Thursday, September 9, 2010


While playing little league, I once received some sage advice my father. I had just made the last out of the game by striking out with the tying run on third. Down and dejected, my dad patted my head and said “Son, there are no losers. Everyone is a winner for just going out there and giving it their best.”

As a solitary tear rolled down my check, I looked up to him and replied “Really?”

No! I’m just kidding. There are losers. And today you are one of them. But the world needs losers so we know who the winners are.”

I am taking that great (and psychology scaring) advice to heart this year with my annual NFL football picks.

Everyone is so focused on picking the winners, but not me. This year I am going to shine a well deserved light on those underappreciated (yet significantly well paid) participants in every football game, the losing team.

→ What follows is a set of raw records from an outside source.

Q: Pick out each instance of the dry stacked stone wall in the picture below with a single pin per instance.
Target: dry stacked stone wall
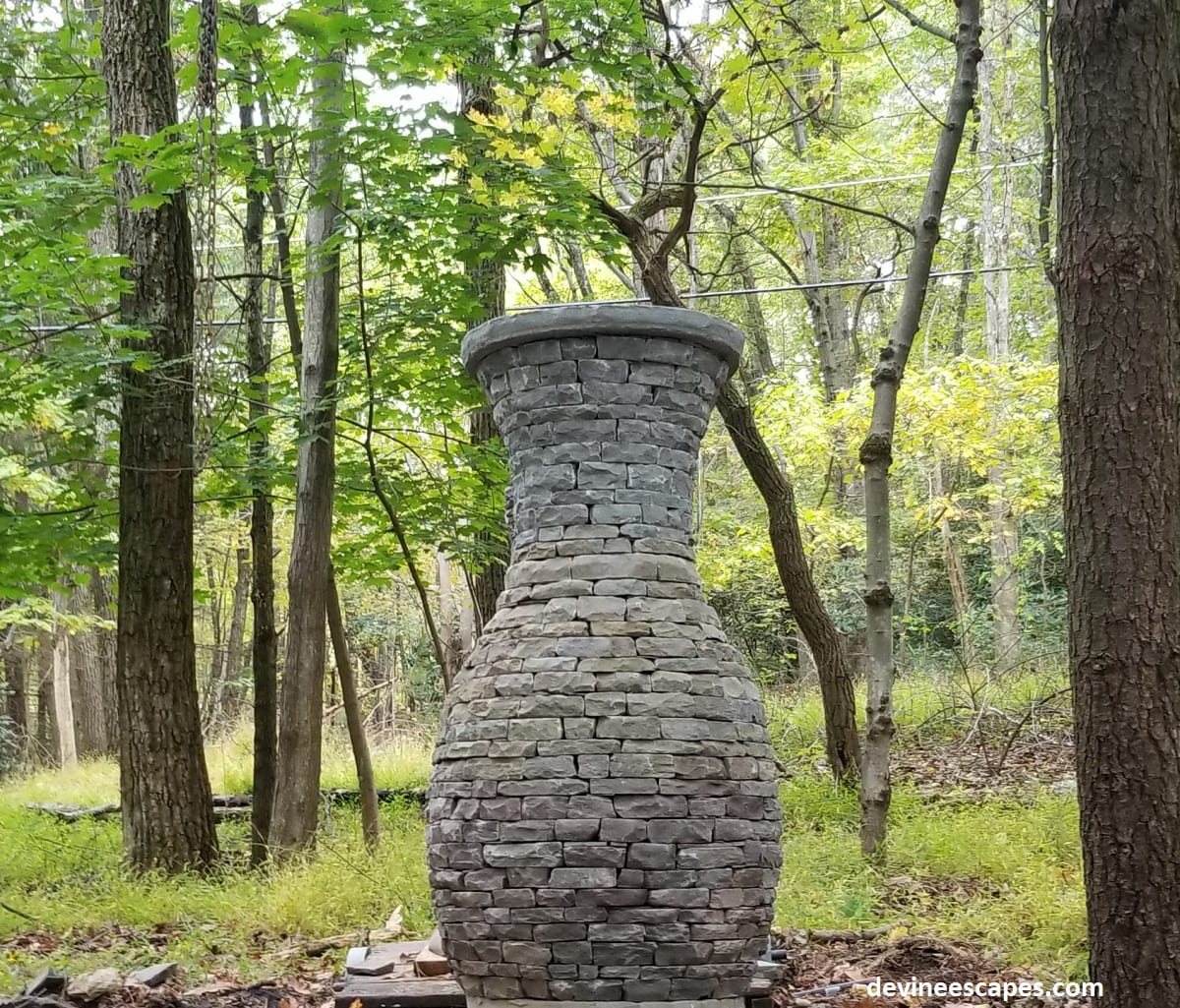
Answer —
(603, 813)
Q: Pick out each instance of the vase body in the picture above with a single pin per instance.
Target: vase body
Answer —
(603, 821)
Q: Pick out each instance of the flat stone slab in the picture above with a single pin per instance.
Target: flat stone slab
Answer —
(643, 322)
(386, 959)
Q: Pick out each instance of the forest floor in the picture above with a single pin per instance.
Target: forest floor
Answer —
(982, 879)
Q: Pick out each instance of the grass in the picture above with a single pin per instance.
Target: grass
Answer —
(1001, 872)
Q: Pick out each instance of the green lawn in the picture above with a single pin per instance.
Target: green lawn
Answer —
(1003, 871)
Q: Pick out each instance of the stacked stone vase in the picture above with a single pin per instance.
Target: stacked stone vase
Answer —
(603, 813)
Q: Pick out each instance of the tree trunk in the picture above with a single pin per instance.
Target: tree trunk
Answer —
(876, 451)
(371, 819)
(229, 690)
(168, 819)
(265, 638)
(997, 97)
(843, 743)
(87, 682)
(448, 620)
(488, 280)
(63, 694)
(956, 576)
(106, 658)
(806, 606)
(310, 575)
(17, 696)
(1119, 323)
(46, 727)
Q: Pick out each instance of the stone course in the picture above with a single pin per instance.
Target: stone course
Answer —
(603, 812)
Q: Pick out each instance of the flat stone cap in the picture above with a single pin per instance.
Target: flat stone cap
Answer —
(603, 320)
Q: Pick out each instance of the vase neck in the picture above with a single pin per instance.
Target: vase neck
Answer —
(602, 435)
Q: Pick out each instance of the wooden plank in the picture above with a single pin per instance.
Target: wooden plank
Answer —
(386, 992)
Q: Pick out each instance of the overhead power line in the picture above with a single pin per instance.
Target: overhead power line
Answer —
(867, 281)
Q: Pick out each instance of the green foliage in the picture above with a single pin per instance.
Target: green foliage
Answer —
(1002, 871)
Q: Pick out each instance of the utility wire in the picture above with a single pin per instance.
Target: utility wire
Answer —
(826, 284)
(868, 281)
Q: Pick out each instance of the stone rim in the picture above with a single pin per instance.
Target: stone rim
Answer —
(653, 322)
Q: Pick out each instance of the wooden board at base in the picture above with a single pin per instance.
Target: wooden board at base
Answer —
(382, 991)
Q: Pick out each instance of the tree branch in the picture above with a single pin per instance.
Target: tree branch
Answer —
(918, 23)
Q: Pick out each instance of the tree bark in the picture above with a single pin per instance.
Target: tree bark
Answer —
(876, 451)
(488, 281)
(87, 682)
(1119, 324)
(224, 701)
(650, 259)
(371, 819)
(997, 97)
(843, 743)
(17, 696)
(310, 575)
(106, 656)
(168, 820)
(46, 727)
(63, 694)
(956, 576)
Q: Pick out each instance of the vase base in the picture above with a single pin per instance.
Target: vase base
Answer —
(525, 1002)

Let those other so called experts give you the lock solid winner. Not me. This year, I will be giving you all the losing teams each week. Take that Berman and the dead ferret under your nose.

This season's very first loser! The Minnesota Vikings. Give Favre and the Vikings the 4 points and all the lubricant shots they can handle. It still will not be enough to overcome a crowd still drunk from the last Super Bowl. I don’t mean drunk on excitement, I literally mean their collective BAC is still at .21.

Now, let's get this football season started! The Vegas economy needs all the help those losing football parlay bets can give it!